BG&E officials said earlier this month that they wanted to get the company out of the real estate business and sell their holdings but would not do so at fire-sale prices. Mr. Johnson said the company does not expect to sell the Fells Point property soon but wants to be in a position to keep the area well-maintained and attract new users.
He said the major change in BG&E's stance regarding Fells Point
is that it will not be building any projects without signing tenants in advance, and KMS believes it would have a far better chance to do so with the site cleared and landscaped.
"What we're looking for is to . . . have a site that is attractive to some sort of end user who wants to be on the Fells Point waterfront," Mr. Johnson said. "We have come to realize that our ability to redevelop the site is enhanced significantly if we are ready to go" with new construction.
Carolyn Donkervoet, executive director of the Society for the NTC Preservation of Federal Hill and Fells Point, said her group is waiting until after the April 29 meeting to take a position on the plan.
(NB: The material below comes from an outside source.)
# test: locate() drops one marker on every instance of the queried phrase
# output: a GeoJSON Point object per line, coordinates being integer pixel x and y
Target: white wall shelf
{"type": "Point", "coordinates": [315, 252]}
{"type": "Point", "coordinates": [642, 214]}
She expressed concern about the utility's recent disclosure about its real estate holdings and what that might mean for other buildings it controls in Fells Point, among them the London Coffee House and the George Wells Residence near the corner of Bond and Thames streets, Chase's Wharf at Philpot and Thames streets, and Miller's Wharf along the waterfront.
Mr. Johnson said his company is not seeking to sell or raze any other building in Fells Point. But it also has not been able to identify new uses for them and is open to suggestions from the community, he said.
Fred Shoken, president of Baltimore Heritage, a preservation advocacy group, said he is concerned by the trend in which property owners are seeking demolition permits without plans to proceed with replacement structures.
"It doesn't make any sense to tear a building down if you have no use for the site, and I don't consider a parking or a park a viable use," he said. "The thing that makes Fells Point popular is its historic buildings. If you start tearing down all the historic buildings, you take away the main reason for its popularity."